Mike Smith was traded from Dallas to Tampa Bay after being mentored by Marty Turco, and was a central asset in the package that brought Brad Richards to Dallas. Smith was treated as the solution to Tampa’s longstanding problems in net. (As Lindback is now treated.) The irony being that the most stability the franchise has enjoyed in years was due to a 42 year old Dwayne Roloson standing on his head. Mike Smith was unceremoniously released, and signed on the cheap in Phoenix.
Josh Harding in Minnesota has had trade rumors around him for years, but a few key injuries kept other teams from biting. Likewise, goalies are being mentioned in several of the potential packages for Rick Nash, and I pity to poor soul who gets traded to Columbus and billed as the team’s savior in exchange for their franchise player and captain. Columbus is likely to trade their best player for tomorrow’s Josh Harding.

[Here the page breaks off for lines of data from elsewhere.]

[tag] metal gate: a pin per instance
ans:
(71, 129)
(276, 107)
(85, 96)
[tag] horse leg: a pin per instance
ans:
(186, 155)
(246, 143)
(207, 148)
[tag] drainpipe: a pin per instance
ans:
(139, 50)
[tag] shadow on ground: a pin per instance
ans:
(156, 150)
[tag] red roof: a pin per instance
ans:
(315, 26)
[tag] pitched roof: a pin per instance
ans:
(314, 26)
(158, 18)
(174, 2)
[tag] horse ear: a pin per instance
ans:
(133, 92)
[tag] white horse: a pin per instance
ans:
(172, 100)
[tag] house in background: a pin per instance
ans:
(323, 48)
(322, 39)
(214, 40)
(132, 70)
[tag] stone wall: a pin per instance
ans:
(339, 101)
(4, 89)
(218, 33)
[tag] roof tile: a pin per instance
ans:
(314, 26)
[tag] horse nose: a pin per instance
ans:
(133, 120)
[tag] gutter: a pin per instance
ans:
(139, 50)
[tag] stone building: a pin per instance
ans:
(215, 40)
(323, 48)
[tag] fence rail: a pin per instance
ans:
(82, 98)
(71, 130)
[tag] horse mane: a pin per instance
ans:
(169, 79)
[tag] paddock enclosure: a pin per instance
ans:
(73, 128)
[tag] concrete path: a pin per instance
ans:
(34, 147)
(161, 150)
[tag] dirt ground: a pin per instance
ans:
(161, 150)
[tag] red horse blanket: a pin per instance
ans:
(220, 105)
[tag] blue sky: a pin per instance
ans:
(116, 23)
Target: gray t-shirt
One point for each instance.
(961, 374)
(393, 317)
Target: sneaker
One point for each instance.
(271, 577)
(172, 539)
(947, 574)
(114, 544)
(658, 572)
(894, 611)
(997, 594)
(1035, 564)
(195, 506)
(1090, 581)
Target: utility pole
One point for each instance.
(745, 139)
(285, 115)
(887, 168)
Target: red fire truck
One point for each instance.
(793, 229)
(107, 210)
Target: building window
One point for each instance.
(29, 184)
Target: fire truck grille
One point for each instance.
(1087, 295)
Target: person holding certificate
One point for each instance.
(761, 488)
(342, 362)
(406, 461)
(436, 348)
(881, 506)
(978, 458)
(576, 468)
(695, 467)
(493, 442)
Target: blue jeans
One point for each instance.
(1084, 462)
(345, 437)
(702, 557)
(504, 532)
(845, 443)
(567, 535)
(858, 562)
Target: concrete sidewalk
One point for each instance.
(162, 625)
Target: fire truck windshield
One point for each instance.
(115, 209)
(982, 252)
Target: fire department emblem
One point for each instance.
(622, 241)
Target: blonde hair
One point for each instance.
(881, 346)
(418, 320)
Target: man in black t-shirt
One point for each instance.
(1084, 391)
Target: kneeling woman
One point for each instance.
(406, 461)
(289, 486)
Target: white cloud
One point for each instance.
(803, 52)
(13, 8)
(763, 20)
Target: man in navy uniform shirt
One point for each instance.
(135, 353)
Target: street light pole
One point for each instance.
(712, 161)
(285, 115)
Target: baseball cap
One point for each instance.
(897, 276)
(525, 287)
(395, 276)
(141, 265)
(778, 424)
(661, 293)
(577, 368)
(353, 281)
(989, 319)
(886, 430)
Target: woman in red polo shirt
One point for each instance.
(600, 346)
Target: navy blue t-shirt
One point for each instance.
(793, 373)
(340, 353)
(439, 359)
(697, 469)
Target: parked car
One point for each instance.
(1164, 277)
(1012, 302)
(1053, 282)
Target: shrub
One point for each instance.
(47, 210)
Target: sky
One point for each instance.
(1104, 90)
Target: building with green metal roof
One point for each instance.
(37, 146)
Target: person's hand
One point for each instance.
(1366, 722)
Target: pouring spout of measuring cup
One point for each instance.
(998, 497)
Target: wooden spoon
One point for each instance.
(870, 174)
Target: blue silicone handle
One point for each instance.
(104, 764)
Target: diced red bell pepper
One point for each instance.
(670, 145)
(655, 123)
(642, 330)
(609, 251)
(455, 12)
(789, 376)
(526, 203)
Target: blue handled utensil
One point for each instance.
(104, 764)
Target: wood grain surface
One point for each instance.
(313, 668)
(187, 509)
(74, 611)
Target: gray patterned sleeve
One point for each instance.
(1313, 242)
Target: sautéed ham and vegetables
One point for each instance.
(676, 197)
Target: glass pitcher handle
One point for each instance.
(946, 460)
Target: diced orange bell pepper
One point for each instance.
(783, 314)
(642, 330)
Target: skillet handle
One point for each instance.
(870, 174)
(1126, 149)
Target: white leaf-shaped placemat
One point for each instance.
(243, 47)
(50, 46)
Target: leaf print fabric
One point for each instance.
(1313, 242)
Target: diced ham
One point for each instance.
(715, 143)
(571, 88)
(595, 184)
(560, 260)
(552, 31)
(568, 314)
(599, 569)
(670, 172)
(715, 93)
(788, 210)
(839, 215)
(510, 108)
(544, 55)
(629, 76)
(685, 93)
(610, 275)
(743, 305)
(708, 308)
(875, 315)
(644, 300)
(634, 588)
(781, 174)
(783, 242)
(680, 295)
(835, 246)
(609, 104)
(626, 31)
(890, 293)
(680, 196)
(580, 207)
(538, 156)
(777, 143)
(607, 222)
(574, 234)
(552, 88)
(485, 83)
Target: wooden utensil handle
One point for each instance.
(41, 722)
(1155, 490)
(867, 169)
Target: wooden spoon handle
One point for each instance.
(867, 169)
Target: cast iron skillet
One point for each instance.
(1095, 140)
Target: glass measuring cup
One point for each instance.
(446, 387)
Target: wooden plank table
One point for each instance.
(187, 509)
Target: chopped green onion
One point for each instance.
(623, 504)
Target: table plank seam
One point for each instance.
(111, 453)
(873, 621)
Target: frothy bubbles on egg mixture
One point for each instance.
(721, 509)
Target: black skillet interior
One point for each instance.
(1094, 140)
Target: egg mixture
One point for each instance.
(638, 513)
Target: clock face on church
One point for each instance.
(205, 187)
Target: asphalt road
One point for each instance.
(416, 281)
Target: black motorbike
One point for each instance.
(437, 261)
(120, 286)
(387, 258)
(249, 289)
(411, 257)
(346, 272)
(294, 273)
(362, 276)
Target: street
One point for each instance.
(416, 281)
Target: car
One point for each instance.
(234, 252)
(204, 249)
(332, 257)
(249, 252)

And it’s not just the desperate clubs, without UFA options or prospects. Some go so far as to call Vancouver’s Cory Schneider not only a starting goaltender, but an “elite” “franchise” player. He played 33 games this season, a career high, with very good numbers. But how does he fare playing twice that, in a market that expects to win a Cup? You can say a lot about Luongo and that terrible contract, but he’s a starting goaltender, and probably top ten in the league. To me, it’s just nuts to think that he’ll be traded for next to nothing when Schneider seems as much as a risk and can probably yield you much more in a trade.

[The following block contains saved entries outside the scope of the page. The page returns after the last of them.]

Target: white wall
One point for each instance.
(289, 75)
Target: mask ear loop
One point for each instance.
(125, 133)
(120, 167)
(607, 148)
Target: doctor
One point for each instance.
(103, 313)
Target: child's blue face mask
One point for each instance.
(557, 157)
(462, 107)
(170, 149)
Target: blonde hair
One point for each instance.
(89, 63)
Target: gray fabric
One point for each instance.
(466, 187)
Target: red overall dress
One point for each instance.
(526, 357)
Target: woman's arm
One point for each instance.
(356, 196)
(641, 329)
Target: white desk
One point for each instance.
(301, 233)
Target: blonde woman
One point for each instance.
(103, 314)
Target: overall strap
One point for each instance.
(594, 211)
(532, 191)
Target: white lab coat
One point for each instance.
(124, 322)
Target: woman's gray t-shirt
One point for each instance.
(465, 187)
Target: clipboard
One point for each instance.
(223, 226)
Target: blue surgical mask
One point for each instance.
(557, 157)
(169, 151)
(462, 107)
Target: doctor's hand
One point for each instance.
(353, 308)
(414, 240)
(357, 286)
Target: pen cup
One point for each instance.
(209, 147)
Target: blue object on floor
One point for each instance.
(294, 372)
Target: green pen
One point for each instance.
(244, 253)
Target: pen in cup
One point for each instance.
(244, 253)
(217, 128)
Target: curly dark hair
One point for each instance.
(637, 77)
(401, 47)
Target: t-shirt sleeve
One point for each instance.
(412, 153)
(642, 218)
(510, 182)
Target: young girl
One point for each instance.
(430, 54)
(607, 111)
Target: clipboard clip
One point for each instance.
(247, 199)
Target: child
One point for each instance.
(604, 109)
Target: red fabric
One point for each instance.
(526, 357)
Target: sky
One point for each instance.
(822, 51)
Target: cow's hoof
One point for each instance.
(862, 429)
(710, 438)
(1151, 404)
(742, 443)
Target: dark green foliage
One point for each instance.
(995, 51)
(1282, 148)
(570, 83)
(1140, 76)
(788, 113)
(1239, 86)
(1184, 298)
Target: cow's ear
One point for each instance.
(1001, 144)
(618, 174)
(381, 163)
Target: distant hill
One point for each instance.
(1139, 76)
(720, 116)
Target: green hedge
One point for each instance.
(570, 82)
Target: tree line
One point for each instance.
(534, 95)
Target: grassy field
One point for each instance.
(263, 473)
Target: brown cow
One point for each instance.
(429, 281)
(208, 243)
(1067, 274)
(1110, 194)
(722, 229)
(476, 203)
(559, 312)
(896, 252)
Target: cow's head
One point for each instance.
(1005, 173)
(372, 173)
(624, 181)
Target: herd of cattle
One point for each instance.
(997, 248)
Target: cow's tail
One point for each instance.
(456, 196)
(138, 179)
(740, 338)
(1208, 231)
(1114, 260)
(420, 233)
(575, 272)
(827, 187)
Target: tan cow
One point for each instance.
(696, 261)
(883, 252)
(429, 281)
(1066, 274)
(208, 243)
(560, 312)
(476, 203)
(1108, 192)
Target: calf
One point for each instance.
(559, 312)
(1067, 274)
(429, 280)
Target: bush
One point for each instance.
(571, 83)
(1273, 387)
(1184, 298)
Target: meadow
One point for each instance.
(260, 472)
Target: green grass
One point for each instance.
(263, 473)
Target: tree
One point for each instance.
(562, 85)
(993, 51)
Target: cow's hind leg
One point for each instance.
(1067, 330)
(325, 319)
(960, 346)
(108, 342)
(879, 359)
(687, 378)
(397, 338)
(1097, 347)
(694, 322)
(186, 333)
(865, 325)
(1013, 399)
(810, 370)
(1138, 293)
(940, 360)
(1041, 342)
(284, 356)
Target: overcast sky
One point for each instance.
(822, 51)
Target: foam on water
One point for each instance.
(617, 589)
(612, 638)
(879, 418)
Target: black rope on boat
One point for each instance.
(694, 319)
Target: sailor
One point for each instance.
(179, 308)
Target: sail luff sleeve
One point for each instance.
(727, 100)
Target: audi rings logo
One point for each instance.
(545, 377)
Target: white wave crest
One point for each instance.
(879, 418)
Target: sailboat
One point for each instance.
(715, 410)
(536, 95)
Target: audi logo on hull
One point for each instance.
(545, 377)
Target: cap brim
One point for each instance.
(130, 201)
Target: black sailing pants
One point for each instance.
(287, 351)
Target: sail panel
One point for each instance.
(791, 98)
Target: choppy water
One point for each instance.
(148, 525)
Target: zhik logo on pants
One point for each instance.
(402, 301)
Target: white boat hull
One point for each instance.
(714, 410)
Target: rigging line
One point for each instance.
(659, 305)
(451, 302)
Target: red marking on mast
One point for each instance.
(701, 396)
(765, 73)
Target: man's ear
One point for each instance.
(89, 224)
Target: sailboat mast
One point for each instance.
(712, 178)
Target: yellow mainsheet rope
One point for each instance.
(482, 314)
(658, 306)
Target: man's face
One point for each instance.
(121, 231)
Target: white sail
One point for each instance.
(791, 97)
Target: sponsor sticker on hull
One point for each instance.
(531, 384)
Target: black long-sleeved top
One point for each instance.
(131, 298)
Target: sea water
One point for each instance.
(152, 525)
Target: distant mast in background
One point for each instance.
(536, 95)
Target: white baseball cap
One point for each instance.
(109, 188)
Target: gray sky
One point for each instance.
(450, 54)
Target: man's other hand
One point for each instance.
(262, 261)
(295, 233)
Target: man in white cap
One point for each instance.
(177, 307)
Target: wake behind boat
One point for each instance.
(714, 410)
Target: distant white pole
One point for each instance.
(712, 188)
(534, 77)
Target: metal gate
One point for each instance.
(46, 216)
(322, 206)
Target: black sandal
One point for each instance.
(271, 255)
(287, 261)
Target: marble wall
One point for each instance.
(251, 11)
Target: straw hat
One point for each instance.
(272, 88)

So what does all of this have to do with Ottawa? Well, the Sens are in the relatively novel position of having some prospect depth in net. The club has two exciting young netminders in Ben Bishop and Robin Lehner, and has stated that they intend to draft another goalie this year. And while I’m usually one to go with quantity when it comes to goaltenders, I have to wonder if the market for prospects is getting too good to pass up.

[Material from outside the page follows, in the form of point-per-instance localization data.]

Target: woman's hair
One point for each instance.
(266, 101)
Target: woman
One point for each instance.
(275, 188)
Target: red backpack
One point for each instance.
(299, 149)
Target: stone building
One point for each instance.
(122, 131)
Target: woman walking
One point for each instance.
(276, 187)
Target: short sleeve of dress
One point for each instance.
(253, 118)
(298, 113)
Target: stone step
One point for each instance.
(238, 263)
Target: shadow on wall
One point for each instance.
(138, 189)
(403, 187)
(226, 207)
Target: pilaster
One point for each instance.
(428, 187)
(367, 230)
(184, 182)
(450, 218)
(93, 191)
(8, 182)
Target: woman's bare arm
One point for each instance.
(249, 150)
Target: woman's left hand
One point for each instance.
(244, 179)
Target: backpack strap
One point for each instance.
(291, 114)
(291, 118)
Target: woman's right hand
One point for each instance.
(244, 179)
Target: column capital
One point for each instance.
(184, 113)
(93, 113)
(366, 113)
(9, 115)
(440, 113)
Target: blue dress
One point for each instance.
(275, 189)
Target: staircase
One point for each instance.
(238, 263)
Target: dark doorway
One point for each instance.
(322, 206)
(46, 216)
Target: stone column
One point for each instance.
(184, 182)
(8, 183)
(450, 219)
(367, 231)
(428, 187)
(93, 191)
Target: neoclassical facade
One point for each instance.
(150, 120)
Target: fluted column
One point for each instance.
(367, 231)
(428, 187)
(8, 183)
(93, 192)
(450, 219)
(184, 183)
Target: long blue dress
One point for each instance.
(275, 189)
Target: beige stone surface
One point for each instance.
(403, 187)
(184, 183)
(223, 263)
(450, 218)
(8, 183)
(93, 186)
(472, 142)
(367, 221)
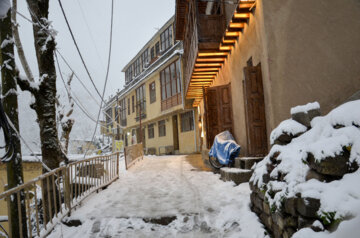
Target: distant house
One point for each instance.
(151, 108)
(81, 146)
(246, 63)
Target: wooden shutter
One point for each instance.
(218, 111)
(255, 111)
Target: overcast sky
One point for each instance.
(135, 22)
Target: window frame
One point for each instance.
(187, 121)
(151, 131)
(162, 125)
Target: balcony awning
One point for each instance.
(209, 62)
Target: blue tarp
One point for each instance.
(224, 148)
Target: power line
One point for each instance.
(91, 35)
(78, 50)
(107, 73)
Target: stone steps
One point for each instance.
(241, 172)
(236, 175)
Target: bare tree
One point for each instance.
(9, 99)
(64, 114)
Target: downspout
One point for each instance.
(195, 130)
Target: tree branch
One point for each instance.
(18, 44)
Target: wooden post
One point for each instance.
(67, 190)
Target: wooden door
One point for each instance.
(175, 132)
(255, 111)
(218, 111)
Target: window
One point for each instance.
(144, 59)
(123, 112)
(108, 117)
(151, 131)
(152, 52)
(166, 38)
(140, 100)
(152, 92)
(137, 67)
(128, 74)
(128, 106)
(162, 128)
(170, 81)
(133, 103)
(157, 48)
(187, 121)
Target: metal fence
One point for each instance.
(133, 154)
(65, 188)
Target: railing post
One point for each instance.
(67, 189)
(117, 163)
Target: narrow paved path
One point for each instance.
(166, 197)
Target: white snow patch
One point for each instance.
(305, 108)
(289, 127)
(322, 140)
(4, 8)
(203, 205)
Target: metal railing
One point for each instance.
(52, 196)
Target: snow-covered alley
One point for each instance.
(166, 197)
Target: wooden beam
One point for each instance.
(207, 65)
(206, 69)
(210, 59)
(238, 15)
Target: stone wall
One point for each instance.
(297, 211)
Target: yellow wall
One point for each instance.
(31, 170)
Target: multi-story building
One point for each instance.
(151, 107)
(246, 63)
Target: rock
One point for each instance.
(278, 219)
(237, 162)
(314, 113)
(256, 201)
(304, 222)
(317, 226)
(277, 231)
(308, 207)
(333, 166)
(302, 118)
(266, 220)
(283, 139)
(71, 222)
(312, 174)
(266, 208)
(288, 232)
(96, 227)
(290, 206)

Let’s say this season gets off to a poor start, and Ottawa looks like it will miss the playoffs. (We’ll have plenty of season prediction posts in due time, but it should be evident if you’ve read my soapboxing that I think this is likely.) Bishop is right on the cusp of being considered one of those goaltending prospects just waiting to become a starter. With nothing to lose, the club could get him his experience and drive up his value. In the offseason next year, with Bishop still an RFA, any number of teams who feel they were one quality save away from being where they wanted to be gets a phone call. Could Murray turn the 2nd rounder he gave up for Bishop into something much better, or even make Bishop the cornerstone of some silly package for next year’s Rick Nash?
And then there’s Lehner, who is younger than Bishop but entered some elite company after winning playoff MVP on last season’s Calder Cup winning Binghamton team. I’d hate to see him go, but his stock is definitely on the rise.
Goaltending is so fickle that it’s hard to understand why GMs risk any amount of money or picks on supposed “sure things.” I’d feel about as comfortable heading into a season with a mix of three or four cheap veterans and prospects as I would with an anointed starter on a big ticket contract. But the offseason is here, and GMs are about to get nutty. Ottawa would do well to exploit the panic of others.